Приход весны с каждым днём всё заметнее. Эта пора с самого детства была для меня праздником, ведь именно весной посадки в отцовском огороде потихонечку начинали доказывать, что не зря мы давали им семена, воду, удобрения, свет и тепло, не напрасно подрезали и обрабатывали от вредителей. Но в нынешнем году наш участок не может похвастать яркими красками и запахом свежести, а без этого ни растениям, ни даже мне уже и весна не весна.
За рукоделием мы теперь включаем радиоприёмник — единственное, что Фортуната забрала из дома Мушакко: я горланю песни, а сестра учит меня танцевать, как близняшки Кесслер [23] , которых видела по телевизору. Мы, столь непохожие близнецы, — она, такая же высокая и светловолосая, что и Эллен с Алисой, я мелкая, чернее воронова крыла, — становимся рядышком посреди кухни, напротив зеркала, и, взявшись за руки, затягиваем: дадаумпа, дадаумпа, дадаумпа. Потом, щёлкнув в унисон пальцами, повторяем: дадаумпа, дадаумпа, ум-па. Мать ворчит, что в нас всё детство играет, мол, вырасти выросли, а ума не вынесли, но, случается, и сама, уперев руку в бок и чуть отставив ногу в сторону, присоединяется к танцу, подпевая вместе с нами: дадаумпа, ум-па.

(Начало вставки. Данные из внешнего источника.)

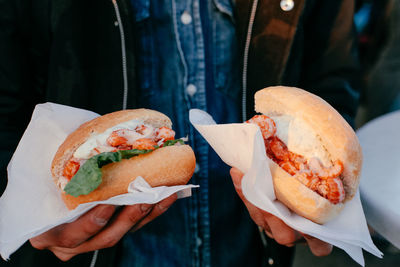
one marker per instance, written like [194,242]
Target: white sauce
[100,140]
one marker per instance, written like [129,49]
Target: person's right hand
[98,228]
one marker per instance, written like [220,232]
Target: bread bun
[171,165]
[310,127]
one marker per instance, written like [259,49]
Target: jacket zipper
[123,51]
[246,59]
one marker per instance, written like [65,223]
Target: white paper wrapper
[380,181]
[31,203]
[241,145]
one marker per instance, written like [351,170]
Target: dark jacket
[70,52]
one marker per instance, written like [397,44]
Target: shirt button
[197,168]
[186,18]
[287,5]
[191,89]
[198,241]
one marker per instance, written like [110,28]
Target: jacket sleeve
[331,68]
[16,94]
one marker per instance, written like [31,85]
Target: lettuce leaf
[89,175]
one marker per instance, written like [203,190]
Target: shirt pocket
[225,49]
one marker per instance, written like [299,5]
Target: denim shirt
[187,58]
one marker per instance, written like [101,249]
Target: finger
[159,209]
[282,233]
[318,247]
[72,234]
[110,235]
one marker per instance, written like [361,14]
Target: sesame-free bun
[171,165]
[310,127]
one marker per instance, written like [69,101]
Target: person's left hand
[274,227]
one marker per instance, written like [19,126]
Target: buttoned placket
[189,37]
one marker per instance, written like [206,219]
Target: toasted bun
[310,127]
[172,165]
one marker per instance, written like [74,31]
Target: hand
[274,227]
[98,228]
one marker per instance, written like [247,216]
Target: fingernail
[146,207]
[103,215]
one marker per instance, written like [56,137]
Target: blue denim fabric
[211,228]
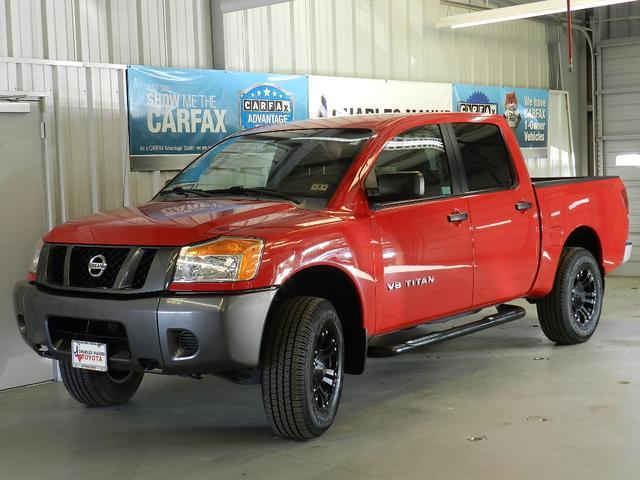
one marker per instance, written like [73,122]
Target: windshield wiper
[241,190]
[186,192]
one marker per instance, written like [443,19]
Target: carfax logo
[87,355]
[265,105]
[478,102]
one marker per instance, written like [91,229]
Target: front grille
[79,272]
[185,343]
[143,268]
[55,264]
[63,329]
[98,267]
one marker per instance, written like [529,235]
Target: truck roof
[376,122]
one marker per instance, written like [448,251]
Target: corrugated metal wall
[75,52]
[391,39]
[151,32]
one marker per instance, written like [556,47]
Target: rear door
[503,214]
[424,236]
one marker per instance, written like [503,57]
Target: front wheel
[570,313]
[302,367]
[100,389]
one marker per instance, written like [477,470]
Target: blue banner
[186,111]
[524,109]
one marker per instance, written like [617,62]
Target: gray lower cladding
[228,327]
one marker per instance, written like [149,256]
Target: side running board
[506,313]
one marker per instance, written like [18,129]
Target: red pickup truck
[284,254]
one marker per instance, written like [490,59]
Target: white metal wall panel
[150,32]
[384,39]
[619,106]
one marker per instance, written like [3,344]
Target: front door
[423,230]
[22,211]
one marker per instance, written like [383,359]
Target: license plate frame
[89,355]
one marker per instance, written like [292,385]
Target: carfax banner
[335,96]
[176,114]
[526,110]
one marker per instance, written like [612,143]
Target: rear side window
[486,162]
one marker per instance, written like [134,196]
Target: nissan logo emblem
[97,266]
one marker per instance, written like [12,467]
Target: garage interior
[504,403]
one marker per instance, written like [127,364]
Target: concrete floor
[407,417]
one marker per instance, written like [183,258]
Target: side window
[413,165]
[484,156]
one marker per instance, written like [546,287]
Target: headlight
[226,259]
[33,267]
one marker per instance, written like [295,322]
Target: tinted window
[484,155]
[421,153]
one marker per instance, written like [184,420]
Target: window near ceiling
[484,156]
[628,160]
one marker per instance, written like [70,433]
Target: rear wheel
[100,389]
[570,313]
[302,367]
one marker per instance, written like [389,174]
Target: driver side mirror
[398,186]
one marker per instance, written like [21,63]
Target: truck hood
[175,223]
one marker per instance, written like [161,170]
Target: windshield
[303,165]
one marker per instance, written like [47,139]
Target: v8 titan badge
[265,104]
[89,355]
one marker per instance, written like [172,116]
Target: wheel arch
[334,284]
[587,238]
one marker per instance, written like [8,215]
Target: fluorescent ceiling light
[628,160]
[518,12]
[228,6]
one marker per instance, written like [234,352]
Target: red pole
[570,43]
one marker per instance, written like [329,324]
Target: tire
[571,312]
[302,367]
[98,389]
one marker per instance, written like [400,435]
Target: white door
[619,140]
[22,220]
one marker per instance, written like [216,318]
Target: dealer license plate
[89,355]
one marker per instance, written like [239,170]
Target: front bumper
[227,328]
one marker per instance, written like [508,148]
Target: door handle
[521,206]
[457,216]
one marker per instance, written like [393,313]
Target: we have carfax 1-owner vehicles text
[284,254]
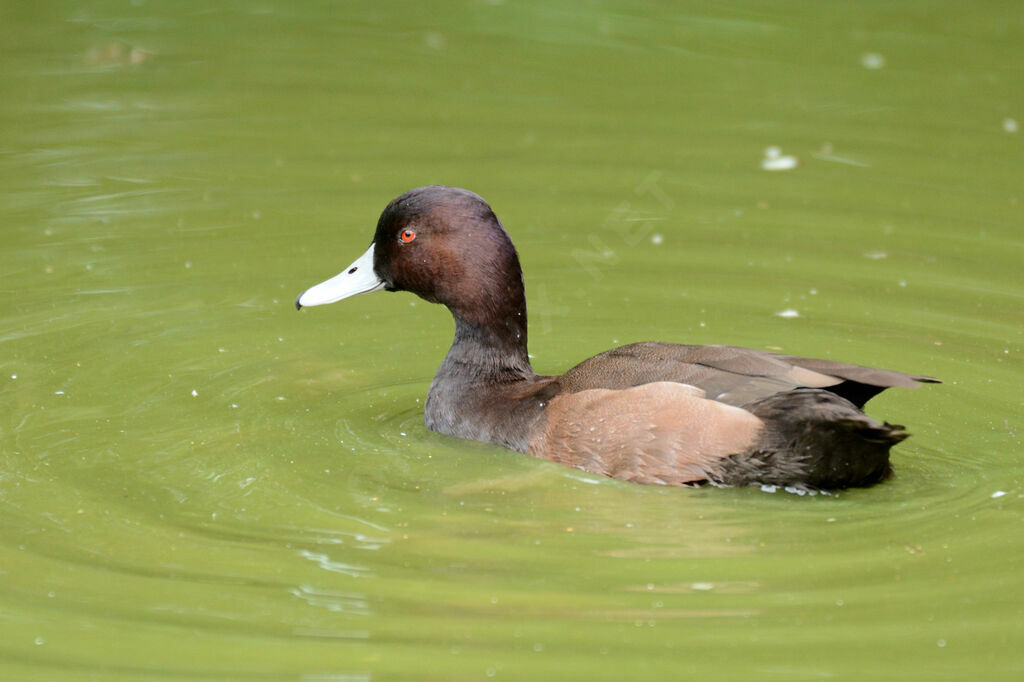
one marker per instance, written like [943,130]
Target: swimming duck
[650,413]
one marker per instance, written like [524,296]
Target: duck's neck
[488,348]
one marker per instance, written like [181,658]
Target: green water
[199,482]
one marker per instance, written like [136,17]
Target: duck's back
[729,374]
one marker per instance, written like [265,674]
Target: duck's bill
[354,280]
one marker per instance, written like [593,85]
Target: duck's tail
[813,439]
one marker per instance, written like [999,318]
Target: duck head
[446,246]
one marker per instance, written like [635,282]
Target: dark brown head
[446,246]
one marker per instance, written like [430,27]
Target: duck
[653,413]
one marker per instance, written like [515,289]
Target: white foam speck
[774,160]
[872,60]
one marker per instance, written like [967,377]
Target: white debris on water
[872,60]
[774,160]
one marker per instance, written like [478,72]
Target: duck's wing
[731,375]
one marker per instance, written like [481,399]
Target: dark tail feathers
[814,439]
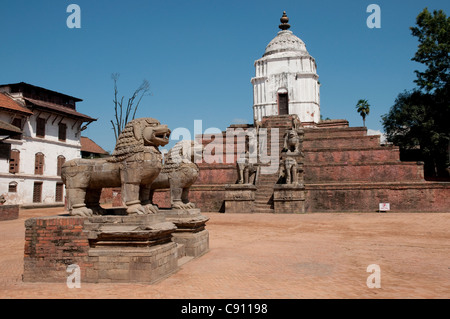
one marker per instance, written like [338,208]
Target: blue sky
[198,55]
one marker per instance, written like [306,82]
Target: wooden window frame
[62,132]
[39,162]
[59,192]
[14,161]
[37,192]
[60,162]
[12,187]
[40,127]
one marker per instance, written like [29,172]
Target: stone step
[184,260]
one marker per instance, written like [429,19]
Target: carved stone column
[240,198]
[289,198]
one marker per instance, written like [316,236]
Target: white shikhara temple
[285,80]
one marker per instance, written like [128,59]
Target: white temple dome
[285,41]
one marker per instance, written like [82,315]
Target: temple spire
[284,22]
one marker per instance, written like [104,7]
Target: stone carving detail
[179,173]
[135,162]
[293,139]
[247,162]
[291,172]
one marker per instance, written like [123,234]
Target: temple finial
[284,22]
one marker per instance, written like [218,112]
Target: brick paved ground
[277,256]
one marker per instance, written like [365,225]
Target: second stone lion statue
[178,174]
[135,163]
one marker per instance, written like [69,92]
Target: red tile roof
[8,103]
[88,145]
[4,126]
[58,108]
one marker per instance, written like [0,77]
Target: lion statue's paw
[136,209]
[82,211]
[183,205]
[152,209]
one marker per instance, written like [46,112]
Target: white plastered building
[50,129]
[286,80]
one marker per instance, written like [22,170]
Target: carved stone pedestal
[112,248]
[240,198]
[289,198]
[191,236]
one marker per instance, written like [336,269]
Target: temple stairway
[266,180]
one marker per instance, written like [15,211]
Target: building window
[14,160]
[39,164]
[283,104]
[12,187]
[40,127]
[60,162]
[62,130]
[37,192]
[59,192]
[17,122]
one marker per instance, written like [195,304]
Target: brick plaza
[268,256]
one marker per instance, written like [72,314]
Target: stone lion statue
[290,171]
[135,162]
[293,139]
[178,174]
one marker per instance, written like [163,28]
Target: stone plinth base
[8,212]
[112,248]
[190,233]
[289,198]
[240,198]
[132,264]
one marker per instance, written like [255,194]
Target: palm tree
[363,108]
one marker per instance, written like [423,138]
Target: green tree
[413,125]
[419,119]
[433,33]
[363,108]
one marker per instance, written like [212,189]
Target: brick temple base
[110,248]
[8,212]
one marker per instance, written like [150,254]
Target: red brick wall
[365,197]
[8,212]
[52,244]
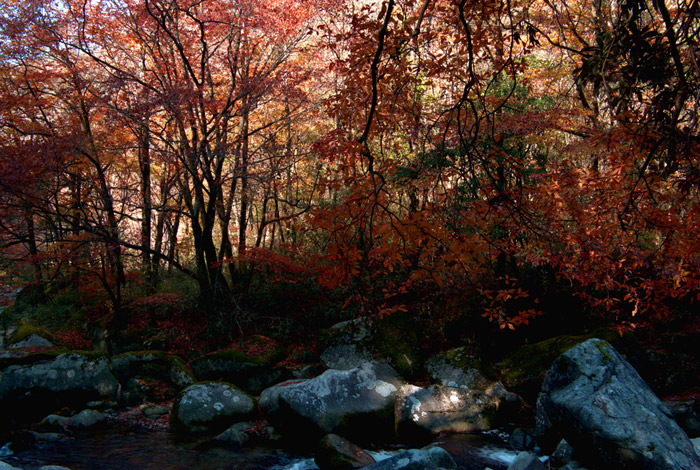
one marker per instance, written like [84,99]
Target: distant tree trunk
[144,155]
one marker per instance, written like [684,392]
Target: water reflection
[121,448]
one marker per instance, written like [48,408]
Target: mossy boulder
[210,407]
[524,370]
[156,364]
[391,339]
[140,390]
[596,401]
[358,404]
[457,368]
[230,365]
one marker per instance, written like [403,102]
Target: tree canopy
[485,153]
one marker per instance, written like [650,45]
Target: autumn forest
[276,165]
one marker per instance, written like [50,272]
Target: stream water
[118,448]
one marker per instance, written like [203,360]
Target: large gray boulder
[422,412]
[235,367]
[210,407]
[358,404]
[603,408]
[457,368]
[28,392]
[429,458]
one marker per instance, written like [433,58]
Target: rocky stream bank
[593,409]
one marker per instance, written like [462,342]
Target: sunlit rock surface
[422,412]
[357,403]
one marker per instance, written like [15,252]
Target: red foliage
[74,338]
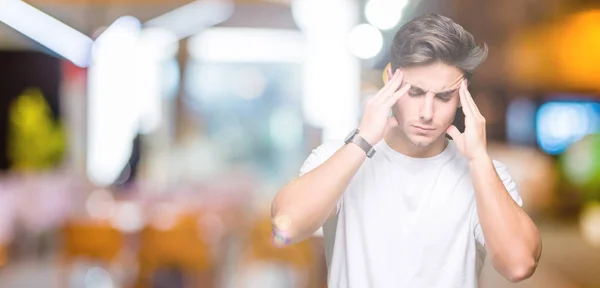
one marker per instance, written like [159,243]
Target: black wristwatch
[354,137]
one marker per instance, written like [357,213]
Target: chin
[420,141]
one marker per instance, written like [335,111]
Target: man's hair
[431,38]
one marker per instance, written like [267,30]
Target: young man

Но однажды утром, когда мы, мурлыкая «Quando, quando, quando» [24] , варим апельсиновое варенье, в дверь стучат: это пристав с повесткой на первое заседание суда. Впустив его, мы выключаем радио и больше уже не включаем.
Погода снова портится: кажется даже, что вернулась зима. Учиться совершенно не хочется, мои книжки пылятся стопкой на столе. С головой погрузившись в вязание, я едва заставляю себя прочесть вслух очередное письмо Маддалены. Она пишет, что Фортуната, уйдя от мужа, проявила невероятную смелость и что теперь нужно обязательно подать карабинерам заявление о перенесённом насилии. И ещё добавляет, что, пока у нас не появится закона о разводе, живущим порознь супругам непросто будет начать новую жизнь. Но вскоре всё изменится, и именно благодаря нам, женщинам Юга, которые пострадали больше других и теперь куда сильнее жаждут освобождения. Освобождение мне по душе. В конце письма Маддалена предлагает Фортунате пожить немного в столице, у её подруги, которая поможет моей сестре найти работу.
— Да я ведь ничего сама не умею, даже улицу перейти! Как же мне отсюда уехать? Чем заниматься? Ты хотя бы в школу ходила, а я из отчего дома сразу к Мушакко перебралась, ничего о жизни не знаю… — чуть не плачет Фортуната, не отрывая глаз от мотка пряжи у себя на коленях. Её руки мечутся в безумном танце, отматывая нить. — Прости, Оли, — виновато шепчет она, — не пойду я к старшине Витале, не смогу просто. Это ты у нас сильная, а я… я не такая, — и зажатые под мышкой спицы падают на пол.